Liu Ye, Zhu Xiao-Ying, Zhang Xiao-Jin, Kuo Sheng-Han, Ondo William G, Wu Yun-Cheng
Department of Neurology, Shanghai General Hospital, Shanghai Jiao Tong University School of Medicine, No.100, Haining Road, Shanghai, 200080 People's Republic of China.
Department of Neurology, College of Physicians and Surgeons, Columbia University, New York, USA.
Transl Neurodegener. 2017 Dec 21;6:35. doi: 10.1186/s40035-017-0105-5. eCollection 2017.
Rapid eye movement sleep behavior disorder (RBD) and Parkinson's disease (PD) are two distinct clinical diseases but they share some common pathological and anatomical characteristics. This study aims to confirm the clinical features of RBD in Chinese PD patients.

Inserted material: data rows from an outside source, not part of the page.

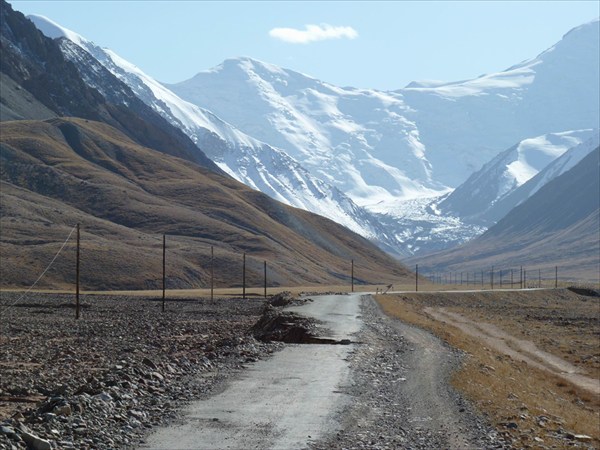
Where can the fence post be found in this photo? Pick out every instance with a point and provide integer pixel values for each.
(164, 268)
(521, 279)
(77, 276)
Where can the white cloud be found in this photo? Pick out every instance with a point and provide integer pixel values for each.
(313, 33)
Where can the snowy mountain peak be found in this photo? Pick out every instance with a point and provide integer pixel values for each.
(53, 30)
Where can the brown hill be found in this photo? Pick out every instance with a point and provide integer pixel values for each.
(557, 226)
(58, 172)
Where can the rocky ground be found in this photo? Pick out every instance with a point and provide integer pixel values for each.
(124, 367)
(390, 406)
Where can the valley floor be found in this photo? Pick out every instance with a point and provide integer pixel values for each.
(125, 369)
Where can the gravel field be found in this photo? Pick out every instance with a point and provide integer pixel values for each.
(395, 404)
(105, 380)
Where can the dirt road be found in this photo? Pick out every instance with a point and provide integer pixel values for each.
(286, 401)
(390, 388)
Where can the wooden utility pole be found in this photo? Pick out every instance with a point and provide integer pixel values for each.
(212, 272)
(164, 269)
(417, 278)
(77, 276)
(521, 280)
(352, 274)
(244, 278)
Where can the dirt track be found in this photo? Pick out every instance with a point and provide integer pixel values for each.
(106, 381)
(518, 349)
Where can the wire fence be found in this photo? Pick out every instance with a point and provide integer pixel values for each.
(493, 278)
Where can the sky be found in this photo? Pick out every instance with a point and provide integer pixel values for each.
(380, 45)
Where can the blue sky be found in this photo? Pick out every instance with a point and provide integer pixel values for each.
(382, 45)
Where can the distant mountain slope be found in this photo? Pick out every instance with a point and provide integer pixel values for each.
(557, 226)
(37, 64)
(465, 124)
(62, 171)
(494, 190)
(360, 140)
(248, 160)
(379, 146)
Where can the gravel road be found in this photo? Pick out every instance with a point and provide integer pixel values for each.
(125, 370)
(401, 393)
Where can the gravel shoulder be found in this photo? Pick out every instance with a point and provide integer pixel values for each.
(126, 369)
(401, 392)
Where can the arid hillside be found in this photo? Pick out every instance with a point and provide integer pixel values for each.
(60, 172)
(557, 226)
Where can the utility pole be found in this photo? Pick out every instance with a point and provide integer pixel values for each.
(244, 278)
(265, 279)
(212, 272)
(164, 268)
(352, 275)
(417, 278)
(77, 276)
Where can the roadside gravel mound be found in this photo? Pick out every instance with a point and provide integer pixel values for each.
(125, 367)
(401, 393)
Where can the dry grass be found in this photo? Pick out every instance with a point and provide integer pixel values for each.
(126, 197)
(507, 390)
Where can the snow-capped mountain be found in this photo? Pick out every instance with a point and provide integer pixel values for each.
(245, 158)
(465, 124)
(360, 140)
(477, 199)
(556, 168)
(377, 162)
(378, 146)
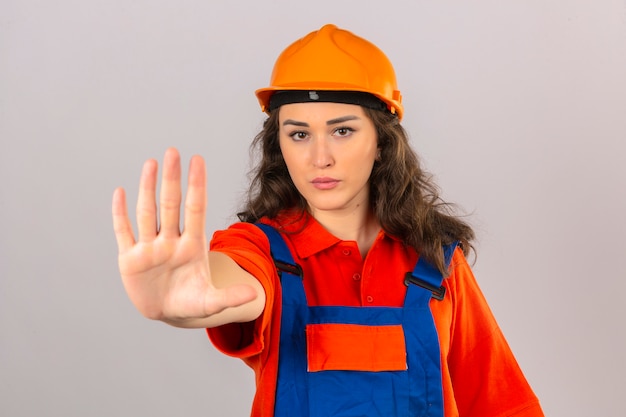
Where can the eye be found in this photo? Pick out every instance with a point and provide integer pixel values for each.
(298, 135)
(344, 131)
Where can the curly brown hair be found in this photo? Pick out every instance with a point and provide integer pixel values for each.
(404, 197)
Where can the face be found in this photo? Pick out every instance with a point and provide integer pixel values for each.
(329, 149)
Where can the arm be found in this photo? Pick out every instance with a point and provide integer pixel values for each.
(167, 273)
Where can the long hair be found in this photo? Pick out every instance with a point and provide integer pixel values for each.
(403, 197)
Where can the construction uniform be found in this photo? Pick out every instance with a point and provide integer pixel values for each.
(357, 341)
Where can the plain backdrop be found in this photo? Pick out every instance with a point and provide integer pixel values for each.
(518, 108)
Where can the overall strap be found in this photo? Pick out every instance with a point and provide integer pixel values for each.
(292, 347)
(280, 252)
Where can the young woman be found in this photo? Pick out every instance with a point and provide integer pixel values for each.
(345, 285)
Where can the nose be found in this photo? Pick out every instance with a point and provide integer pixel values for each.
(321, 154)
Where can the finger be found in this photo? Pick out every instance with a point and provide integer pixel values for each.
(170, 196)
(195, 201)
(146, 202)
(121, 223)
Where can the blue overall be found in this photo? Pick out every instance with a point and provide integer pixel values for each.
(415, 390)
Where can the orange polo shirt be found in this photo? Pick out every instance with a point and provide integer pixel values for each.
(480, 375)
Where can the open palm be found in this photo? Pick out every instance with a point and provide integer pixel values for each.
(165, 271)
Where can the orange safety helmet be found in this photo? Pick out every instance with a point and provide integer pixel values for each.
(333, 59)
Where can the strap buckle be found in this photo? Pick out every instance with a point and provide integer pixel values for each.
(293, 269)
(438, 293)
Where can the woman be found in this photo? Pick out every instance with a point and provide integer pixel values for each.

One hundred fifty PD patients were enrolled from the Parkinson`s disease and Movement Disorders Center in Department of Neurology, Shanghai General Hospital from January 2013 to August 2014. This study examined PD patients with or without RBD as determined by the REM Sleep Behavior Disorder Screening Questionnaire (RBDSQ), assessed motor subtype by Unified PD Rating Scale (UPDRS) III at "on" state, and compared the sub-scale scores representing tremor, rigidity, appendicular and axial. Investigators also assessed the Hamilton Anxiety Scale (HAMA), Hamilton Depression Scale (HAMD), Mini-Mental State Examination (MMSE), Clinical Dementia Rating (CDR), and Parkinson's disease Sleep Scale (PDSS).
One hundred fourty one PD patients entered the final study. 30 (21.28%) PD patients had probable RBD (pRBD) diagnosed with a RBDSQ score of 6 or above. There were no significant differences for age, including age of PD onset and PD duration, gender, smoking status, alcohol or coffee use, presence of anosmia or freezing, UPDRS III, and H-Y stages between the pRBD and pRBD groups. pRBD group had lower MMSE scores, higher PDSS scores, and pRBD PD patients had more prominent proportion in anxiety, depression, constipation, hallucination and a greater prevalence of orthostatic hypotension.
pRBD PD patients exhibited greater changes in non-motor symptoms. However, there was no increase in motor deficits.
快速眼动睡眠行为障碍(RBD)和帕金森病(PD)是两种不同的临床疾病,但它们具有一些共同的病理和解剖学特征。本研究旨在确认中国帕金森病患者中RBD的临床特征。
2013年1月至2014年8月,从上海交通大学医学院附属瑞金医院神经内科帕金森病及运动障碍中心招募了150例帕金森病患者。本研究通过快速眼动睡眠行为障碍筛查问卷(RBDSQ)确定有无RBD的帕金森病患者,在“开”状态下用统一帕金森病评定量表(UPDRS)III评估运动亚型,并比较代表震颤、强直、肢体和轴性的分量表得分。研究者还评估了汉密尔顿焦虑量表(HAMA)、汉密尔顿抑郁量表(HAMD)、简易精神状态检查表(MMSE)、临床痴呆评定量表(CDR)和帕金森病睡眠量表(PDSS)。
141例帕金森病患者进入最终研究。30例(21.28%)帕金森病患者被诊断为可能的RBD(pRBD),RBDSQ评分≥6分。pRBD组和非pRBD组在年龄(包括帕金森病发病年龄和病程)、性别、吸烟状况、饮酒或咖啡饮用情况、嗅觉减退或冻结现象、UPDRS III以及H-Y分期方面无显著差异。pRBD组MMSE评分较低,PDSS评分较高,且pRBD帕金森病患者在焦虑、抑郁、便秘、幻觉方面的比例更高,体位性低血压的患病率也更高。
pRBD帕金森病患者在非运动症状方面有更大变化。然而,运动功能障碍并未增加。